Common Variable Immunodeficiency
Common Variable Immunodeficiency: Excerpt from The 5-Minute Pediatric Consult
Elena Elizadeth Perez, MD, PhD
Common Variable Immunodeficiency - BASICS
Common Variable Immunodeficiency - description
- A heterogeneous immunodeficiency syndrome characterized by:
- Hypogammaglobulinemia
- Recurrent infections
- A wide spectrum of immunologic abnormalities, including autoimmune disease, inflammatory conditions, and the development of lymphomas
- A common primary immunodeficiency
- Other terminology for this disease includes:
- Acquired hypogammaglobulinemia
- Adult-onset hypogammaglobulinemia
- Dysgammaglobulinemia
- Common variable hypogammaglobulinemia
- Diagnosis of exclusion, requiring variable reduction in one or more immunoglobulin classes (IgG, IgA, and/or IgM), impaired specific antibody responses, and in some cases reduction of B cell number
Common Variable Immunodeficiency - epidemiology
- Incidence is estimated to be 1 in 25,000 to 1 in 66,000 in the general population.

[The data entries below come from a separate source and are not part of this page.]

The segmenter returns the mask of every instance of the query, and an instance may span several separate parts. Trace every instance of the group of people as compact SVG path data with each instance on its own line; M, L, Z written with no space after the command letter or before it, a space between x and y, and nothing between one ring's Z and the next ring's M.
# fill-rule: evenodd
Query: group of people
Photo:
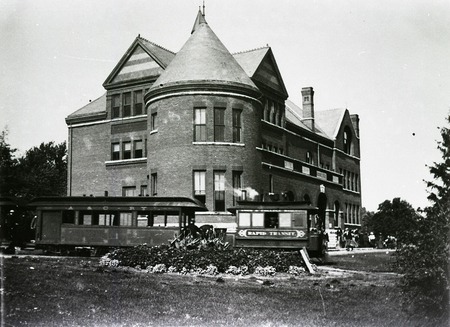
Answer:
M362 233L357 229L351 230L345 228L343 231L340 227L336 231L337 243L340 248L345 248L347 251L352 251L355 247L372 247L372 248L389 248L394 249L397 246L397 239L394 236L387 236L386 238L380 233L378 237L374 232Z

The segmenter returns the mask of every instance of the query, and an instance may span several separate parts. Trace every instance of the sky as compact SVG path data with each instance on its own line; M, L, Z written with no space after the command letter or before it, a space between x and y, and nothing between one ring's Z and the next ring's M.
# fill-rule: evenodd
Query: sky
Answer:
M140 34L177 52L201 0L1 0L0 130L21 155L67 140L65 117L101 96ZM448 0L206 0L231 52L269 45L289 93L360 117L362 205L425 207L450 114Z

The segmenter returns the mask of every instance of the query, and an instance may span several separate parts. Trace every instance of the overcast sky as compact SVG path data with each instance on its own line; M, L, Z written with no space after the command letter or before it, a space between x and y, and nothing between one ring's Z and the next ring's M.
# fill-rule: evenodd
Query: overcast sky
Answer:
M135 37L177 52L201 0L1 0L0 129L22 154L67 140L65 117L104 93ZM272 47L290 99L360 117L363 206L424 207L450 109L450 1L206 0L230 52Z

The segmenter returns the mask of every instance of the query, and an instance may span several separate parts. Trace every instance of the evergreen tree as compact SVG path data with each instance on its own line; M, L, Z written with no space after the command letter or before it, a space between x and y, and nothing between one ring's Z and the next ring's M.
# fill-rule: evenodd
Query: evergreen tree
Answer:
M7 142L8 129L0 134L0 194L3 196L14 195L14 171L17 159L14 157L16 149L11 148Z
M41 143L19 158L17 163L16 195L64 196L67 187L66 143Z
M447 117L450 123L450 116ZM425 314L435 325L447 326L449 319L449 233L450 233L450 129L440 129L438 150L442 162L430 167L433 181L427 182L432 205L418 219L417 229L398 250L409 307Z

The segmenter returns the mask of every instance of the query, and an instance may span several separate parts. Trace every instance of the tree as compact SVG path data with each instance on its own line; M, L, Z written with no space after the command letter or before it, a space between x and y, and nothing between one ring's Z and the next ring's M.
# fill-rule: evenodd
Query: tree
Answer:
M16 168L16 195L64 196L67 187L66 143L41 143L19 158Z
M0 194L4 196L13 195L14 169L17 159L14 158L16 149L11 148L7 142L8 129L0 134Z
M395 236L400 242L405 241L416 229L418 214L407 201L394 198L378 206L378 211L370 218L369 229L383 237Z
M450 123L450 116L447 117ZM419 217L417 229L397 252L404 287L410 294L412 311L434 317L436 325L449 319L449 233L450 233L450 129L440 129L438 150L442 162L434 163L427 182L432 205Z

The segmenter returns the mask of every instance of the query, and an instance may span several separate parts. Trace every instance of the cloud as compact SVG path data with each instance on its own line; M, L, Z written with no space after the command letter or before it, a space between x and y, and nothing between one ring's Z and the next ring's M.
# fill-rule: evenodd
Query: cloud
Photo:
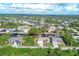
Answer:
M78 11L79 8L77 7L77 5L69 5L65 7L67 10L69 11Z

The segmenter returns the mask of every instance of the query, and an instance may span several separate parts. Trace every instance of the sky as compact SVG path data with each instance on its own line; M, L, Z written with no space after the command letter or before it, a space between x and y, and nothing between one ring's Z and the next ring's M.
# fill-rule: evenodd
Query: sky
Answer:
M0 14L79 15L79 3L0 3Z

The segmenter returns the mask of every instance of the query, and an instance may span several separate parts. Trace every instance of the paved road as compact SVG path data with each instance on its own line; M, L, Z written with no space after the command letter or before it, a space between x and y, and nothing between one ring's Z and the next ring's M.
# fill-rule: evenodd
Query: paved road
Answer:
M49 48L49 47L38 47L38 46L19 46L17 48ZM50 47L51 49L55 49L55 47ZM62 50L73 50L73 49L77 49L79 50L79 47L61 47Z

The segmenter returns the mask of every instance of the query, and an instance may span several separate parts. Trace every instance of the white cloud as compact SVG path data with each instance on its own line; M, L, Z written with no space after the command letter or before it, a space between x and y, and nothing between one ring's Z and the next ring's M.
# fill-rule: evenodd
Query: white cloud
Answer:
M65 7L67 10L70 11L78 11L79 9L77 8L77 5L69 5L67 7Z

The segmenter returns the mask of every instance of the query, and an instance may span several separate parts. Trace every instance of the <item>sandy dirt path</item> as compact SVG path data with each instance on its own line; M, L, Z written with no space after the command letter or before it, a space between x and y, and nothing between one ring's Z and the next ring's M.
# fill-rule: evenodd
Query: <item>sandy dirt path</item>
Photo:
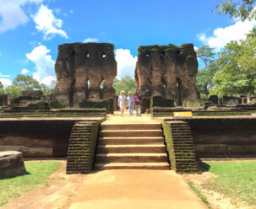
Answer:
M206 208L181 175L171 170L104 170L88 175L69 209Z

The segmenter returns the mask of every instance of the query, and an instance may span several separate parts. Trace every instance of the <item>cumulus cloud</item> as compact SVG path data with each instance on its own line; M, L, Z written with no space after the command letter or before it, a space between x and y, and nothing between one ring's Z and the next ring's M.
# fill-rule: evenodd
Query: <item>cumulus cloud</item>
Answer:
M35 23L35 28L44 34L45 40L50 40L55 35L59 35L66 39L68 38L67 33L61 29L63 20L57 19L52 11L45 5L41 4L38 12L32 15Z
M8 78L1 78L0 82L3 85L4 88L12 85L12 81Z
M48 55L50 51L46 46L39 46L26 54L27 58L35 65L36 72L33 73L33 78L46 84L48 84L50 79L55 80L55 62Z
M116 61L117 62L117 78L130 76L134 78L137 56L131 55L128 49L117 49L116 51Z
M87 38L83 40L83 43L98 42L98 41L99 40L97 38Z
M24 25L29 18L23 9L26 3L41 3L43 0L0 0L0 33Z
M0 78L9 78L9 77L11 77L10 75L3 75L2 73L1 73L1 72L0 72Z
M56 81L56 78L54 76L46 76L41 81L41 83L42 83L47 86L51 86L51 84L52 83L52 81Z
M28 69L24 68L24 69L21 70L21 74L26 74L26 73L28 73L29 72L30 72L30 71L29 71Z
M197 46L194 46L193 49L194 49L194 51L198 51L199 47L197 47Z
M246 37L246 35L256 25L255 20L246 20L244 22L237 20L232 25L225 28L217 28L214 30L213 35L207 36L204 33L198 35L198 38L204 44L216 51L221 50L231 40L240 40Z

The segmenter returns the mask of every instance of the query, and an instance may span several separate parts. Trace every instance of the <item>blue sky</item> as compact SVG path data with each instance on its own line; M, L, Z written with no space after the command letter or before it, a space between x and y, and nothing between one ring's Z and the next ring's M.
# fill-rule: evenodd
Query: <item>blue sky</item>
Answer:
M255 21L219 15L219 0L0 0L0 81L19 73L44 83L55 79L57 46L115 45L118 78L133 76L137 46L210 45L219 51L244 38Z

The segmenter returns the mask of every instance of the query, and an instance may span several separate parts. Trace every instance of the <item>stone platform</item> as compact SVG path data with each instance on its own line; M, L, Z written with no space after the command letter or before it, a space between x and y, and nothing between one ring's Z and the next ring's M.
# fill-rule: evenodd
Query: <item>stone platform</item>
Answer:
M21 153L16 151L0 152L0 179L23 175L25 173Z

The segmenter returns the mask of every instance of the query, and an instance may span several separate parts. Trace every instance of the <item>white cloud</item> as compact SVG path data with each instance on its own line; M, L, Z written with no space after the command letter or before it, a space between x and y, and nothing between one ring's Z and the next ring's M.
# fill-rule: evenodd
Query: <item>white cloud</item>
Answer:
M21 70L21 74L26 74L26 73L28 73L29 72L30 72L30 71L29 71L28 69L24 68L24 69Z
M55 77L53 76L46 76L41 81L41 83L47 85L47 86L50 86L52 84L52 81L56 81L56 78Z
M0 0L0 33L14 29L29 21L23 6L26 3L40 3L43 0Z
M0 72L0 78L9 78L9 77L11 77L10 75L3 75L2 73L1 73L1 72Z
M50 77L55 79L55 62L52 56L48 55L50 51L46 46L39 46L26 54L27 58L35 65L36 72L33 73L33 78L41 83L46 83Z
M83 40L83 43L98 42L98 41L99 40L97 38L87 38Z
M8 78L0 78L0 82L4 88L12 85L12 81Z
M217 28L214 30L212 36L205 34L198 35L199 39L205 45L220 51L231 40L240 40L246 37L251 29L256 25L255 20L246 20L244 22L237 20L232 25L225 28Z
M131 55L129 50L117 49L116 51L116 61L117 62L117 78L130 76L134 78L137 56Z
M50 40L55 35L68 38L66 32L61 29L63 20L55 18L52 11L41 4L39 11L32 18L36 24L35 28L44 34L45 40Z

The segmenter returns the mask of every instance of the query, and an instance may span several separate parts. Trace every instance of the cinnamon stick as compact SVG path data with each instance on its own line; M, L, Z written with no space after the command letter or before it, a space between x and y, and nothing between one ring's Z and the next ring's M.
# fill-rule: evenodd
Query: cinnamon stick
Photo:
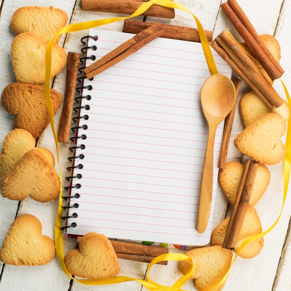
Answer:
M87 78L91 79L116 65L163 33L164 30L162 28L161 22L150 26L84 69Z
M270 102L270 101L268 100L267 98L266 98L265 96L263 94L263 93L261 92L261 91L259 90L259 89L256 84L256 82L257 82L257 80L255 80L254 79L254 76L250 73L249 71L250 69L249 68L249 65L250 65L251 66L253 66L253 65L254 65L253 63L251 64L250 62L249 62L249 64L248 65L248 64L246 64L243 61L242 61L241 59L237 55L237 54L234 52L234 51L232 49L231 49L228 44L224 40L224 39L222 37L221 37L220 36L221 34L219 34L216 38L216 40L217 43L222 48L223 48L223 49L224 49L228 55L228 56L229 56L230 58L242 70L242 71L243 72L243 74L245 75L246 78L250 80L251 81L254 83L254 86L256 87L256 88L257 89L257 91L260 92L260 94L259 95L259 97L262 99L262 101L264 102L264 103L268 106L268 107L271 110L272 110L274 108L274 106L273 104L271 102ZM245 57L246 57L246 56L245 56ZM246 59L246 60L247 61L250 61L248 59ZM255 66L256 66L255 65ZM253 67L253 68L254 69L256 69L254 68L254 67ZM258 71L259 71L259 70L258 70ZM261 73L260 71L260 73ZM257 73L258 75L260 75L259 73L258 72L258 71ZM264 78L264 76L263 76L262 74L261 74L261 75L260 75L260 76L261 77L261 78L262 77Z
M271 80L274 81L280 78L282 74L276 68L252 34L248 31L228 3L225 2L220 7Z
M272 62L274 65L276 67L276 68L283 75L285 72L282 67L280 65L279 62L275 58L274 56L272 54L264 42L261 40L259 35L253 26L252 23L245 15L242 9L241 8L238 3L236 0L228 0L227 1L229 6L235 13L236 16L239 17L239 19L242 21L242 24L245 26L250 34L255 39L255 41L260 47L264 52L266 54L269 60ZM252 51L255 48L249 48Z
M126 19L124 21L123 31L124 32L129 33L138 33L152 24L150 22ZM161 36L161 37L201 42L198 30L196 28L168 24L162 24L162 27L163 28L165 32ZM204 32L208 41L211 41L213 35L213 32L212 31L204 31Z
M58 141L60 143L67 144L69 142L72 112L80 62L80 54L69 51L64 107L61 114L58 131Z
M260 91L257 88L256 85L249 80L243 72L240 69L234 62L230 58L226 52L221 48L220 48L216 41L210 43L210 46L231 67L231 68L238 74L239 77L242 78L257 94L257 95L262 99L264 103L268 107L272 110L274 106L269 101L269 100L263 95Z
M79 242L81 237L79 236L77 238L77 248L79 248ZM150 263L157 257L169 253L169 249L166 247L146 245L121 241L111 240L110 242L119 259ZM158 263L167 265L168 262L163 261Z
M110 241L110 242L116 253L151 257L158 257L161 255L169 253L169 249L165 247L152 246L121 241Z
M229 239L229 235L231 229L232 228L232 225L233 225L233 222L235 217L235 215L238 210L238 207L240 203L240 200L241 200L241 197L242 196L242 190L245 183L245 179L246 178L246 176L250 167L251 161L249 160L247 160L245 161L244 165L243 166L243 171L242 171L242 178L241 178L241 181L240 182L240 185L238 188L238 191L237 192L236 196L235 196L235 200L234 200L234 203L232 207L232 212L230 215L229 218L229 221L228 222L228 225L227 225L227 228L226 229L226 236L222 244L222 247L224 248L227 248L226 246L228 240Z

- Can present at any age, but usually seen in the 2nd–3rd decade of life. Common variable immunodeficiency has been described in patients as young as 6 months.
- Diagnosis is usually made several years after the onset of recurrent infections (pneumonia, sinusitis, otitis).
- A subgroup of children has been described in which the onset of disease was most often <5 years of age. This group was characterized by a relapsing and remitting course in which autoimmune disease predominated.
- About 20%–25% of patients with common variable immunodeficiency have one or more autoimmune conditions at the time of diagnosis.
- Affects males and females equally.
Common Variable Immunodeficiency - risk factors
Common Variable Immunodeficiency - genetics
- Some evidence for potential susceptibility locus on 6p21 (proximal part of MHC locus)
- Some families have a pattern consistent with autosomal recessive inheritance. TACI mutation may be autosomal dominant.
- IgA deficiency more likely in offspring of parents with common variable immunodeficiency
- Incidence of IgA deficiency, autoimmune disease, malignancies increased in family members of patients with common variable immunodeficiency
Common Variable Immunodeficiency - pathophysiology
- Hypogammaglobulinemia is the main characteristic.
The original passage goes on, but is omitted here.